For most people, though, I have a different closing message. Please don’t allow the absence of causation to be used as a justification for remaining ignorant about the correlational structure of our world. Though there are cases in which knowing that A is related to B is much less useful than knowing that A causes B, knowing that A and B are related at all is still far better than knowing nothing at all — and we currently know nothing about many things.

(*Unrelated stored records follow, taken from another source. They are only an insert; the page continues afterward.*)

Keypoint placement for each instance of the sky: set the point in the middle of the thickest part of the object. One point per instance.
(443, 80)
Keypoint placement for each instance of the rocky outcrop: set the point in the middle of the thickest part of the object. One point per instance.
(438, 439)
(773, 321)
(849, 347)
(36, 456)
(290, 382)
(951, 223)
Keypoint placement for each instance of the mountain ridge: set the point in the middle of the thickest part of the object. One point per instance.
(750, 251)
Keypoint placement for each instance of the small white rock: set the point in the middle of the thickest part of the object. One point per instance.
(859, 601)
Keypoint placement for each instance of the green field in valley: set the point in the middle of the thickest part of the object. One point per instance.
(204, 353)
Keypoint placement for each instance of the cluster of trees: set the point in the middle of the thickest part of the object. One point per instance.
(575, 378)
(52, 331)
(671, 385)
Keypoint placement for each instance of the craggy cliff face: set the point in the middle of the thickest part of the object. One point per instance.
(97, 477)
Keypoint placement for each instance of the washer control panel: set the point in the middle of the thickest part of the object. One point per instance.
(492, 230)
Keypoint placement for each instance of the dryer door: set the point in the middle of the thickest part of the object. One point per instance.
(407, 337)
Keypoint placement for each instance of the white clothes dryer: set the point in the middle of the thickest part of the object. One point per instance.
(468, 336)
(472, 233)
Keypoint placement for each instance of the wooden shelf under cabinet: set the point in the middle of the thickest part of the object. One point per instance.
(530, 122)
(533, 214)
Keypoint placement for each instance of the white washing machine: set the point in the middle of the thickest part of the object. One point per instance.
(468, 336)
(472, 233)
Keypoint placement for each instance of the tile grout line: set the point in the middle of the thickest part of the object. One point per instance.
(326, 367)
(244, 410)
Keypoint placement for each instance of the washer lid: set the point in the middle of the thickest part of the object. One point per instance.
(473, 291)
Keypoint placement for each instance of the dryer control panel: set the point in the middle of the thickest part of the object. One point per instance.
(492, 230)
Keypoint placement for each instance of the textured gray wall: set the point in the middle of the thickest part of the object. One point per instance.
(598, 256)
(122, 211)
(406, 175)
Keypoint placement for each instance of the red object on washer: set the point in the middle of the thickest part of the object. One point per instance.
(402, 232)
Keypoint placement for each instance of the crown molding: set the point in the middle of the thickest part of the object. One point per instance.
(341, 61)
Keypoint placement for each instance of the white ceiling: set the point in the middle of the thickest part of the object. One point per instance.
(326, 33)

We should stop focusing on the ways in which correlation is not causation and instead follow Voltaire’s advice: do not allow the perfect to become the enemy of the good. 3
- You can quickly check this with the following shell script on OS X:
grep 'sr' /usr/share/dict/words | wc -l grep 'st' /usr/share/dict/words | wc -l
Running those commands should show you that there are 156 examples of ‘sr’ and 21,407 examples of ‘st’ in the standard UNIX dictionary.
- Especially not if you’ve seen Santa Semana celebrations in Spain.
- These ideas came up during a recent planning session for O’Reilly’s upcoming Strata Conference, during which Chris Wiggins said that he thought the distinction between correlation and causation was a red herring. My desire to expand on the reasons why I agreed with him inspired me to write my own ideas down.]